I thought Bond asked for his martini to be shaken because the Vesper has Lillet in it. He might not have insisted on a regular martini being shaken.
I always thought it was because he was a lightweight. Shaken martinis will have more water as the increased friction will cause more melting.
The chart in blog view is unreadable.
Instead of directly scaling down the 1000px-wide image in the main article, the blog view first scales it down to 300px, then up to 680px.
The chart is at the National Archives, no less: https://catalog.archives.gov/id/7035823.
Oh, sick res! Thanks!
Edit: here’s a nice brightened-up version of that source:
The Vesper is shaken because he’d had too many champagne-amphetamine cocktails before hand. And Ian Fleming’s incipient DTs as well meant gently stirring wasn’t really an option.

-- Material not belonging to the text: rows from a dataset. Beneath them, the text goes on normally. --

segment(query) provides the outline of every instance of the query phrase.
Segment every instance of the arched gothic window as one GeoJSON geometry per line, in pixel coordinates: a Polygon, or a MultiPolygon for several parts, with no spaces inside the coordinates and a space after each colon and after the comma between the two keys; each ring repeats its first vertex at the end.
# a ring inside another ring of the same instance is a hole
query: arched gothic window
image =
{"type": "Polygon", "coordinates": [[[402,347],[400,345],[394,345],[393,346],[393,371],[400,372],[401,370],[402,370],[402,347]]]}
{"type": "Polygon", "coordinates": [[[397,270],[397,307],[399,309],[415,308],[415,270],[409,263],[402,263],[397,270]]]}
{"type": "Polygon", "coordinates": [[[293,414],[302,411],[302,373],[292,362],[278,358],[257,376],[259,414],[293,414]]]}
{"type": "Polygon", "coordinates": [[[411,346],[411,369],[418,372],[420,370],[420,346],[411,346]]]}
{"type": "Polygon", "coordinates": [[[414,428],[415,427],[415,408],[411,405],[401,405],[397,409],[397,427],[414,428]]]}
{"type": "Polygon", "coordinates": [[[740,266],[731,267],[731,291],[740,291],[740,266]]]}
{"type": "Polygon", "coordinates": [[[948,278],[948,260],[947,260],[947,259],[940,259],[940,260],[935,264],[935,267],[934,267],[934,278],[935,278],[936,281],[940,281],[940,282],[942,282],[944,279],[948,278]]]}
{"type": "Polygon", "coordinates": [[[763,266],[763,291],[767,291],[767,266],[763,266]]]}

Well I think the whole drink washing idea is just awful. If you find that your drink is too dry, why not, yknow, choose a sweeter drink? If it’s too bitter, then maybe you’re drinking the wrong thing. You don’t have to prove you’re a man - go ahead and order that Mai Tai.
The most important ingredient in a cocktail is pretension. The next most important ingredient is a dislike of the taste of alcohol.
Maybe more water as a percent of the drink but the overall alcohol content is not any lower unless you dump some martini out of the shaker.